Marvel the GR8 has a pretty sweet feature spot in this track, but he’s never stepping on the toes of our main star, whose vocal presence lets us know right from the jump what kind of dominance he can issue against this backdrop.

There’s scarcely a moment that doesn’t have some kind of melodic underpinning here, and yet I don’t feel like I’m listening to something structured solely around a hook or, for that matter, some fleeting harmony starting with LeeBoy himself. He’s got the capacity to withstand a lot of additional componentry in this performance, but he doesn’t sound like a player who needs a lot of elemental distraction purely for the sake of preserving a simplistic flow at the microphone. Truth be told, I think he could do as well with “Get It” without the instrumentation as he does with it.

When we do get into the guts of the hook, I love that the organic swing of the rhythm backs up the melody rather than introducing something hard, cold, and ultimately too artificial to complement the unaugmented tonal presence of this vocal. You don’t have to be a professional critic to hear LeeBoy’s investment in the climax of this track – he’s hitting the fever pitch with the kind of adrenaline that I normally expect out of live performances exclusively, and if he were able to replicate the same force on stage that he’s utilizing so well in the studio here, it would be more than a good thing for his career (and anyone who wants to see him live, myself included).

The most provocative element of modern hip-hop is the tenacity of this generation’s emerging

underground scene, and if you ask me LeeBoy is doing a pretty good job of representing that moxie-packed circuit better than a lot of his peers are in this throwback to classic hip-hop bravado.

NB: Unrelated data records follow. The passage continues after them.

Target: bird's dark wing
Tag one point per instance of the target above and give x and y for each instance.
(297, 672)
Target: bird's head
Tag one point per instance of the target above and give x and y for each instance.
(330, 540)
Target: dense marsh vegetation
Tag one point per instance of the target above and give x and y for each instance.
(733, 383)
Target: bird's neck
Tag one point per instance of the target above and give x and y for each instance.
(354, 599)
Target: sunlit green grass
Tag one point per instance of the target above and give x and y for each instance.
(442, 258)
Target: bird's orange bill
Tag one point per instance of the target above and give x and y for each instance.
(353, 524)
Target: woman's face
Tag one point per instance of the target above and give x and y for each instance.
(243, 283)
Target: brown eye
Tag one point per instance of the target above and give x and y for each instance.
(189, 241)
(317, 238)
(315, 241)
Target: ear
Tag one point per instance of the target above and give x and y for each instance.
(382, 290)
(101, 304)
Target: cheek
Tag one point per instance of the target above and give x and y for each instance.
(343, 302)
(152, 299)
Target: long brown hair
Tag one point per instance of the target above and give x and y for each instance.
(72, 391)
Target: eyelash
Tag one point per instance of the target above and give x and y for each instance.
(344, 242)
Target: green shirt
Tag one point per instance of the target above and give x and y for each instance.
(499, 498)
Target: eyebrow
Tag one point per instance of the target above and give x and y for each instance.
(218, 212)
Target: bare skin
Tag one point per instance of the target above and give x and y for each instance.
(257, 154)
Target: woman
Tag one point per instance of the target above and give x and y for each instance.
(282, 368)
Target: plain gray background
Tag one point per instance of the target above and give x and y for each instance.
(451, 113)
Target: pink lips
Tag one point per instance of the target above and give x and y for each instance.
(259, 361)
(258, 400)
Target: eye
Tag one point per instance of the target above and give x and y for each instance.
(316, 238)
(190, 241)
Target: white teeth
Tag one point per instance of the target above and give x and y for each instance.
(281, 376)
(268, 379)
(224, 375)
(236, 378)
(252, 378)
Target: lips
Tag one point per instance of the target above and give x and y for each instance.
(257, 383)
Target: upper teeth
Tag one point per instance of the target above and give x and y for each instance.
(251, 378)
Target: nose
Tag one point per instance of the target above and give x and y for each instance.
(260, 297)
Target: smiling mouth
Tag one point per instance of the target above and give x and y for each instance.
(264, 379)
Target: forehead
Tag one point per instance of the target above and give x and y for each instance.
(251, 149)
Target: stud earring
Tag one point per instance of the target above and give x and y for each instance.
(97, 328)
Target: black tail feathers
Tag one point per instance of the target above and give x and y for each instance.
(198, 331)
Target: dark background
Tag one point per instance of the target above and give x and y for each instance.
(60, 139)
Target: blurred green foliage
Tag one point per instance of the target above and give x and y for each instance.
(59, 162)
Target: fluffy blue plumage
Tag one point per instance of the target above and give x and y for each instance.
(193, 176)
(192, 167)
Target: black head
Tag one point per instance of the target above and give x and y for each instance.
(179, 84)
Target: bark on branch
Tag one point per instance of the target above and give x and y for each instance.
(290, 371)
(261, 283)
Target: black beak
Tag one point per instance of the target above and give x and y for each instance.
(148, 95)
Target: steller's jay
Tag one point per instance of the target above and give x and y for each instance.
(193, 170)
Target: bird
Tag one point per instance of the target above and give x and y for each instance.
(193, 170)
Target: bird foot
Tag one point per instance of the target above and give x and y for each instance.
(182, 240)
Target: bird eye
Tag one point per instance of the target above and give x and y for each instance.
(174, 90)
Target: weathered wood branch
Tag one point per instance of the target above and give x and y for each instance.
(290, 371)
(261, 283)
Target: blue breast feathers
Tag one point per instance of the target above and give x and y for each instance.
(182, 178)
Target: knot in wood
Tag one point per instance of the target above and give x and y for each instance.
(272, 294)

While it’s markedly more decadent than what the standard is calling for among his peers in alternative rap, LeeBoy wants to break off something just a bit more familiar in this piece, and whether it’s his surprising drive or what he’s able to muster up with it lyrically speaking, I think most who are a little pickier about the hip-hop they consume will agree when I say his is quite the tight delivery in “Get It.”